Vor allem der plötzliche Wechsel in den Ruhestand - quasi von hundert auf null - lasse viele in ein Loch fallen. "Sämtliche Lebensphasen und Übergänge werden irgendwie vorbereitet. Die Kita ist die Vorbereitung für die Schule. Lehre oder Ausbildung sind eine Vorbereitung in den Beruf. Nur dieser Übergang aus dem Beruf in den Ruhestand, in die letzte und mitunter längste Lebensphase, wird kaum vorbereitet", gibt Schilling zu bedenken.

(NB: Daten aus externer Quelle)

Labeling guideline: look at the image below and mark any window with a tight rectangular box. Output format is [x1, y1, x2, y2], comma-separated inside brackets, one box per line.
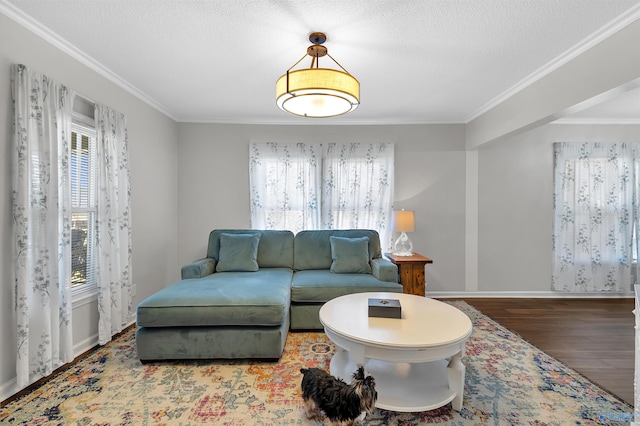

Stattdessen herrschen hier bei vielen eher diffuse Ängste vor dem Altwerden wie die, dass man eben keinen Wert mehr für die Gesellschaft habe, nur noch Konsument und nicht mehr Bruttosozialproduktbringer sei. "Es ist eine Riesenherausforderung, diesen Übergang zu bewältigen, indem man sich selbst und seinen Selbstwert neu erfindet. Und darauf werden wir nicht vorbereitet."

Christian Peter Dogs, Facharzt für Psychiatrie und Psychotherapie, rät im "Tagesspiegel": "Besser, man verlässt den Beruf schrittweise: geht von der ersten Reihe in die zweite, und dann von der zweiten in die dritte. Nach Ende des Berufslebens ist man mit einer neuen Identität unterwegs - und die müssen Sie erst mal definieren." Hier gebe es aber auch Chancen, zum einen das eigene Ich wiederzuentdecken, das lange durch die berufliche Identität verdeckt war. Zum anderen könne man auch seine familiäre Identität oder die Partnerschaftsidentität stärken und sich so mehr um die Beziehung kümmern.

Um gar nicht erst in ein Loch zu fallen, geht es also darum, sich schon frühzeitig auf den Ruhestand vorzubereiten. Das kann so aussehen, dass man sich wieder mehr eigenen Hobbys und Interessen widmet, sich finanziell absichert, mehr Kontakte pflegt - und eben auch therapeutische Hilfe annimmt, um einer Altersdepression vorzubeugen oder sich bei dieser helfen zu lassen.

"Es ist tatsächlich so, dass Ältere häufig gar nicht wissen, dass sie einen gesetzlichen Anspruch auf therapeutische Betreuung haben", sagt Elke Schilling. Zudem sei das Thema Therapie in dieser Generation häufig noch mit Scham besetzt.

Was Schilling aber vor allem in der Gesellschaft fehlt, ist die positive Bewertung von Alter. Sie plädiert dafür, "die Vielfalt des Alters" in der Öffentlichkeit sichtbar zu machen. "Wenn ich mir öffentliche Altersthemen anschaue, dann sind das der Altenüberschuss, das Pflegeproblem, der Kostenüberschuss - also lauter negative Aspekte, die mit Alter in Verbindung gebracht werden. Wenn die positiven Aspekte auf der anderen Seite fehlen, dann kann ich ja nur depressiv werden."

Alter sei grundsätzlich negativ besetzt in der Gesellschaft, dabei sei es doch völlig egal, wie viele Lebensjahre man zähle. "Das hat mit meiner Lebensqualität und meinen Möglichkeiten recht wenig zu tun." Der Übergang in den Ruhestand müsse positiver besetzt werden, denn eigentlich sei dieser doch die "persönliche Unabhängigkeitserklärung" - und mit dieser könne man schließlich einiges Wunderbares anstellen.